## Introduction
Now that you've built a baseline model, you are ready to improve it with some clever ways to convert categorical variables into numerical features. These encodings will be learned from the data itself. The most basic encodings are one-hot encoding (covered in the Intermediate Machine Learning course) and label encoding which you saw in the first tutorial.

Here, you'll learn count encoding, target encoding (and variations), and singular value decomposition.

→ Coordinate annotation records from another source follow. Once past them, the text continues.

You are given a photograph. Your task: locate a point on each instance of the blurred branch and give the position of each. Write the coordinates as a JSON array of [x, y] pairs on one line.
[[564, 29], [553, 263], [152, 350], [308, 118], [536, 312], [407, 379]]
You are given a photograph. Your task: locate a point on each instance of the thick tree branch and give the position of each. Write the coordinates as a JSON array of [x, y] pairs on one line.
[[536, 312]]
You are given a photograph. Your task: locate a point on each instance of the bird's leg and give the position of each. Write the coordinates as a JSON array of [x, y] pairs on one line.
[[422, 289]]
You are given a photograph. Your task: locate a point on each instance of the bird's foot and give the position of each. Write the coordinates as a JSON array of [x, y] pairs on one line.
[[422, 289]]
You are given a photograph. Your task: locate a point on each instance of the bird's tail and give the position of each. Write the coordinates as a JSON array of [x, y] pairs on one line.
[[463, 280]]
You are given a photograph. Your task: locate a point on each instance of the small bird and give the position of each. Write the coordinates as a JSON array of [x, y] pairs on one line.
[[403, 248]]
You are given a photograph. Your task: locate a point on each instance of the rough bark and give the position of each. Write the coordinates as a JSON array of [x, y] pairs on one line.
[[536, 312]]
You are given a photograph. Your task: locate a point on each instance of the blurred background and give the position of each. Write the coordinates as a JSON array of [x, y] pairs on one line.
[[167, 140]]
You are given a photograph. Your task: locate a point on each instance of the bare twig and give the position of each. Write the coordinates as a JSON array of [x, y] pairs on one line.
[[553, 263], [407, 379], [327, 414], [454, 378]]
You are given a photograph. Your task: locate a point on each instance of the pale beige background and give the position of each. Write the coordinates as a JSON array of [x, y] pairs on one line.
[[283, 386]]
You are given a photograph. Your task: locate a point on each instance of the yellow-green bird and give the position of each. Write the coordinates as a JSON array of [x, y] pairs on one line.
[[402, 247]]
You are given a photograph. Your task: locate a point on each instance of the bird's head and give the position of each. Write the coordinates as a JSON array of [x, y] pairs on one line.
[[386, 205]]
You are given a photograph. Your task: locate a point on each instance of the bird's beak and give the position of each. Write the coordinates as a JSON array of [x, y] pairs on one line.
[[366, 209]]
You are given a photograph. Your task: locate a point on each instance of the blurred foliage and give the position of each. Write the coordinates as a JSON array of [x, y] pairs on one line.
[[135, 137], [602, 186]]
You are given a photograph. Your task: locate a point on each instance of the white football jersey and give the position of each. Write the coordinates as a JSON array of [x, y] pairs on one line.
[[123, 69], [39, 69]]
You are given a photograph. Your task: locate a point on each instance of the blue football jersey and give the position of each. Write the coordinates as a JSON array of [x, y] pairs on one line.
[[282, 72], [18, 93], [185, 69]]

Here is the code to rebuild the baseline model from the first tutorial.

In [1]:
import pandas as pd
from sklearn.preprocessing import LabelEncoder
                                                                                                                                                                                                                                                                                                    
ks = pd.read_csv('Dataset/kickstarter-projects/ks-projects-201801.csv', parse_dates=['deadline', 'launched'])
ks.head()
                                                                                                                                                                                                                                                                                                                                                         
# Drop live projects
ks = ks.query('state != "live"')

# Add outcome column, "successful" == 1, others are 0
ks = ks.assign(outcome=(ks['state'] == 'successful').astype(int))

# Timestamp features
ks = ks.assign(hour=ks.launched.dt.hour,
               day=ks.launched.dt.day,
               month=ks.launched.dt.month,
               year=ks.launched.dt.year)

# Label encoding
cat_features = ['category', 'currency', 'country']
encoder = LabelEncoder()
encoded = ks[cat_features].apply(encoder.fit_transform)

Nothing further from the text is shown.